In 2013, Sam Webb, another volunteer and I put together an application to be a part of a PhotoVoice exhibition and were accepted. We were given a 10-15 minute spot to present our project so we created a short video with student interviews to demonstrate the impact of photography & media workshops at SKIP.
More about the event here: http://picsfestival.weebly.com
Supporting Kids in Peru (SKIP) is a community based NGO that works in the impoverished community of El Porvenir, found in the outskirts of Trujillo, Peru. Since 2003, SKIP has promoted a holistic approach to development; fostering the capacity of children and families to be the principal agents of change in their own lives through community outreach and educational programming.
SKIP acknowledges that sustainable social change begins from within a community; our work therefore aims to mobilise this existing energy and facilitate the process of positive community empowerment. In many ways, SKIP’s photography and video workshops are indicative of this process of change.
Over the last three years, these media projects have added value to SKIP’s educational programmes as well as having provided tangible material for increasing organisational visibility and raising awareness of our work and the socioeconomic issues that we aim to address in the community of El Porvenir.
Teaching photography fundamentally compliments the educational ethos at SKIP as participants learn to explore and understand their community with renewed focus and imagination. This in turn helps these young people develop critical thinking skills and opens their eyes to the world around them as well as fostering their capability to communicate their personal realities to a wider audience. These projects have connected the participants with their social and natural environment in new ways; and through this, they have not only documented their lives but also have started to use photography to comment upon them and express their thoughts and ideas on this theme.
With about 60% of SKIP families below the national poverty line, participants in the programme face tough social and economic realities.
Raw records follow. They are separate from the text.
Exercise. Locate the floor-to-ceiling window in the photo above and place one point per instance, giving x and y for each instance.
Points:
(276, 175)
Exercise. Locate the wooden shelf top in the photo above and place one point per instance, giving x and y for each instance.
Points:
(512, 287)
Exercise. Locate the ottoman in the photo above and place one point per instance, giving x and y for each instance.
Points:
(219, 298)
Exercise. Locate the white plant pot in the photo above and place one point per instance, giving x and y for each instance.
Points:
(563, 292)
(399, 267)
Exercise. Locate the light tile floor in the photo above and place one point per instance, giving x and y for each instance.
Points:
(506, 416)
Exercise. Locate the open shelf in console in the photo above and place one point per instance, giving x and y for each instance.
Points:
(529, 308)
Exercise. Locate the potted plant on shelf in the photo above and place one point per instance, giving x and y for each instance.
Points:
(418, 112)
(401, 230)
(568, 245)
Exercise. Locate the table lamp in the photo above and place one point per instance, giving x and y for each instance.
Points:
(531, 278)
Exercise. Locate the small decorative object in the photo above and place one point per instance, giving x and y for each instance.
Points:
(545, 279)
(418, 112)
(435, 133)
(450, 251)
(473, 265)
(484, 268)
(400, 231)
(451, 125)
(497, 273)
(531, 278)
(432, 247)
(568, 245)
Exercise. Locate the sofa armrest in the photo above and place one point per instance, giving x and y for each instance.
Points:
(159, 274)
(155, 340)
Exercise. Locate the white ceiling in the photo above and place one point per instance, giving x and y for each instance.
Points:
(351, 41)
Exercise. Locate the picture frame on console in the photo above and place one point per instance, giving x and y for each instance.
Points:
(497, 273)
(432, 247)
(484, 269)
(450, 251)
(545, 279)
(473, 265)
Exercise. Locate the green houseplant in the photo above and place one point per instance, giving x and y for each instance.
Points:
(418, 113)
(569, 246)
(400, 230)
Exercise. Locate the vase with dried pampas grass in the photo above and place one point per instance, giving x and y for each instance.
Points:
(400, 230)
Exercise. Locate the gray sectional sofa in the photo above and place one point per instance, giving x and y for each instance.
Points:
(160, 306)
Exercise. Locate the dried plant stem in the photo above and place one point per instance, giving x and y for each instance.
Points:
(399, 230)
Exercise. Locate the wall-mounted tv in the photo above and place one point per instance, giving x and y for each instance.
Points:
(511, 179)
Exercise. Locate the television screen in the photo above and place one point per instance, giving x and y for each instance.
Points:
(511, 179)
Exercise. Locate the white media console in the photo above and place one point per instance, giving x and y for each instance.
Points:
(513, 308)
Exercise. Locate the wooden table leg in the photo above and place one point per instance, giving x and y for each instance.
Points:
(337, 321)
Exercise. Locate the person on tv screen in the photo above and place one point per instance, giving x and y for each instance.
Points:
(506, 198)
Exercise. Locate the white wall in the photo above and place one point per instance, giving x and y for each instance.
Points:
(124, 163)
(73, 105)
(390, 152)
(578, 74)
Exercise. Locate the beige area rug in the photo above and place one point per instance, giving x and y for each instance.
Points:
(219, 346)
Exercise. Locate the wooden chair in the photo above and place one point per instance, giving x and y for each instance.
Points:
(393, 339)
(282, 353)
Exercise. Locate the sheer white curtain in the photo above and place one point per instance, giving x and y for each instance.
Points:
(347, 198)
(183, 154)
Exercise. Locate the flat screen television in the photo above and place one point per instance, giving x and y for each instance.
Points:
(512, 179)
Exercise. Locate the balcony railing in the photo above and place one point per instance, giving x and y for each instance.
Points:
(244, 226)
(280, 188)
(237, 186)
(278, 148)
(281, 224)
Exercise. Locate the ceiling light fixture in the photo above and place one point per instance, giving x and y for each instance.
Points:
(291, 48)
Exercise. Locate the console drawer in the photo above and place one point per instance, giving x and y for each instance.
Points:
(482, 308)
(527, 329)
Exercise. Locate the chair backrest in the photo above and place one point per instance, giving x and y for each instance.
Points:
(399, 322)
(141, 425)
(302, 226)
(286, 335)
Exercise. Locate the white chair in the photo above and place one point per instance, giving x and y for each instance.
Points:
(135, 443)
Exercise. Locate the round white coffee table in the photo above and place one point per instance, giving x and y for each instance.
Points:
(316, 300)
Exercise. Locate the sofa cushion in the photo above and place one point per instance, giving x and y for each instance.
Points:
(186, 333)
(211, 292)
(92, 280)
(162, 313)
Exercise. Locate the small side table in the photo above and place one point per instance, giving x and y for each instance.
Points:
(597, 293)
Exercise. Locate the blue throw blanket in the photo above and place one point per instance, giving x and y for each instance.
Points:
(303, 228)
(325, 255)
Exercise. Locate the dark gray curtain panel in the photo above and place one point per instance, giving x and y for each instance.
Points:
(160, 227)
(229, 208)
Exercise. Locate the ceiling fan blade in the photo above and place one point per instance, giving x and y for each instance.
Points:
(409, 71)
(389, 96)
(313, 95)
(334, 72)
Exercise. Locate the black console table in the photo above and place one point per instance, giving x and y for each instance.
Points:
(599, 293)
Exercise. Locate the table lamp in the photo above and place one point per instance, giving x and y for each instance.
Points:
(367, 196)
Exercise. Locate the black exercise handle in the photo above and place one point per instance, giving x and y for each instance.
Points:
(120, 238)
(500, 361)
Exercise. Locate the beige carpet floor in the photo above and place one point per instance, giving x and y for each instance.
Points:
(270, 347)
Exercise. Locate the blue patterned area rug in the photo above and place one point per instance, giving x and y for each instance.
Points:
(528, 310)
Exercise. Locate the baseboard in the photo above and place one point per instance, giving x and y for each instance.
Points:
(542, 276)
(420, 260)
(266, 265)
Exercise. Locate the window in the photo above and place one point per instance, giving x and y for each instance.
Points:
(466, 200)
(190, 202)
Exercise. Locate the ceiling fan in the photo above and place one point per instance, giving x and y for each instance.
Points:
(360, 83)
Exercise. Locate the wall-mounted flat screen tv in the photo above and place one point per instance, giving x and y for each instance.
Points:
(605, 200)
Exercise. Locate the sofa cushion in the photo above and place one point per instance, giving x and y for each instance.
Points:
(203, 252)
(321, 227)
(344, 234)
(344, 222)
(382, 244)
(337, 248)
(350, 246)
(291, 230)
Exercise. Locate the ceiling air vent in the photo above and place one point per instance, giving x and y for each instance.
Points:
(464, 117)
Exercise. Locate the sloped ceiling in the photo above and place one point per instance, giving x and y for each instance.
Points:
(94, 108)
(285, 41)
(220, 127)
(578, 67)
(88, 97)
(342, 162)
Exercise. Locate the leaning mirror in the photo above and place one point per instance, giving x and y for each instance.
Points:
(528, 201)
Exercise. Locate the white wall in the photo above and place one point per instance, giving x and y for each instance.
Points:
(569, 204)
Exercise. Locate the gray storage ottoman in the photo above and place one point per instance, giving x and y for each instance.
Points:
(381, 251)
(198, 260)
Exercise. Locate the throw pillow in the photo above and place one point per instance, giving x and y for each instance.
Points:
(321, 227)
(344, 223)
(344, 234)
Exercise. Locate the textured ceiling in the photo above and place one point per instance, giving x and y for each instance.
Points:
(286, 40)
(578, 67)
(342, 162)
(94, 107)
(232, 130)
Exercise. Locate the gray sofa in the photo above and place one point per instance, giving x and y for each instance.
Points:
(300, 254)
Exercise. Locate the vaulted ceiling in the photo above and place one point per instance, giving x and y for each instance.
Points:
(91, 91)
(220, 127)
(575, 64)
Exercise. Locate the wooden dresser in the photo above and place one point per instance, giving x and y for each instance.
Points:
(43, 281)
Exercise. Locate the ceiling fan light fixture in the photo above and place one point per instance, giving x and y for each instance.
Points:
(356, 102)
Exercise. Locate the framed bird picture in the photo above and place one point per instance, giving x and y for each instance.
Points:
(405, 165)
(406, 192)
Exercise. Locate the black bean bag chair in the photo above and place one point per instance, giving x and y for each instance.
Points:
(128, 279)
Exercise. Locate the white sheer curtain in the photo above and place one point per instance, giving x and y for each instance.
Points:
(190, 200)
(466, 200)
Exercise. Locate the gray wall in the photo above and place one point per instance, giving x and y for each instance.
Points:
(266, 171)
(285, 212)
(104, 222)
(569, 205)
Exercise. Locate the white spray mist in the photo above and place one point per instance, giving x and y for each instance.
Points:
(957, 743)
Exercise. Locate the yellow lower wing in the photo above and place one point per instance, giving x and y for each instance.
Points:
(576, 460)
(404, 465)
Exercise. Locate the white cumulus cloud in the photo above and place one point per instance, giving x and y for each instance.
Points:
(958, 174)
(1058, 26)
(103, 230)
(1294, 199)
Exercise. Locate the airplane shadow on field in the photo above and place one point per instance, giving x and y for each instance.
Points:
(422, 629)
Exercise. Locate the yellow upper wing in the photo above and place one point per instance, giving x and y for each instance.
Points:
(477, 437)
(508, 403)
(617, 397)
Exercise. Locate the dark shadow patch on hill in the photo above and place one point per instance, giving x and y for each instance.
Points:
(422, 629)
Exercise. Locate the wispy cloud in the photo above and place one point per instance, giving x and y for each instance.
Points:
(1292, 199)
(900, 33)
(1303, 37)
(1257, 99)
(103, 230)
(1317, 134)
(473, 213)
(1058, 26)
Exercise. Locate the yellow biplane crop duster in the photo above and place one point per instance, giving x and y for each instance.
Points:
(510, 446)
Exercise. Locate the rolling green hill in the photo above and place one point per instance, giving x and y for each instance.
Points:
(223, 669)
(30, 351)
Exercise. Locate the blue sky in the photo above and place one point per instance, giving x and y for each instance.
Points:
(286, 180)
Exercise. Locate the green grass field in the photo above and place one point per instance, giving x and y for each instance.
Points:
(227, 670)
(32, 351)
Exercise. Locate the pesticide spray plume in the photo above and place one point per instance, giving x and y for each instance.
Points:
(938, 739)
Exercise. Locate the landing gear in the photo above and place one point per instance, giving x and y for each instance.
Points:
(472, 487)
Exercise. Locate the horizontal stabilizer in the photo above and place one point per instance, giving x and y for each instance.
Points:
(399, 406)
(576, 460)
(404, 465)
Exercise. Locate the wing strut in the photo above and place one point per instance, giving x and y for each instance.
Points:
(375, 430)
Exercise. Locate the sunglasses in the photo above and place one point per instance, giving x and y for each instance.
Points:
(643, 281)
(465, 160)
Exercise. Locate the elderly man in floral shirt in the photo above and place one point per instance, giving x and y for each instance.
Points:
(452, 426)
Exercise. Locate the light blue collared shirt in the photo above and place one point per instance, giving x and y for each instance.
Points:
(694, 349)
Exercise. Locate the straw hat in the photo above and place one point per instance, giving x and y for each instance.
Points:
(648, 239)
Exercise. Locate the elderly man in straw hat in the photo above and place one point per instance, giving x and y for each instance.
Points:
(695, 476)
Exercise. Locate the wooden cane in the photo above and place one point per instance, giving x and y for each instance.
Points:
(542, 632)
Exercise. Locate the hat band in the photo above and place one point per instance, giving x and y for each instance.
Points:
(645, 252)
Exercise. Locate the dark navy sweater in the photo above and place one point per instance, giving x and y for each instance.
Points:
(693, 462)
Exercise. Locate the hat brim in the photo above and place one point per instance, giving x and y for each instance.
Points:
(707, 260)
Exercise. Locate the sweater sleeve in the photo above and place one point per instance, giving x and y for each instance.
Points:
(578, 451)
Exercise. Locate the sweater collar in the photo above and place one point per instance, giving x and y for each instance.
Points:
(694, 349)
However, these projects have created a platform of sharing that not only highlights the challenges they face but also the positive ways in which these young people work within and challenge their socioeconomic constraints, enriching their personal attitudes and perspectives on the world.
Given the creative nature of SKIP’s media programmes, participants are thus encouraged to share their own stories and lives, rather than working with imposed narratives. Therefore, these are not stories that are feeding into the all the negative aspects of poverty that are often spoken about, of destitution, delinquency and starvation. These stories are showing a thriving community, struggling against the odds to create a better life for themselves and their children. Within this the SKIP children are found struggling with their identity, relation to the world and countless other childhood issues that can be related to the world over.
These photographic narratives are therefore telling the world that although there exists high levels of poverty within the community of El Porvenir, there is also hope. Positive social change can only grow from the will of a community and photography has been a means of demonstrating this capacity for change not only to the outside world but also to the young people themselves. This creative endeavor is something that we hope to strengthen and continue to foster in the many years to come.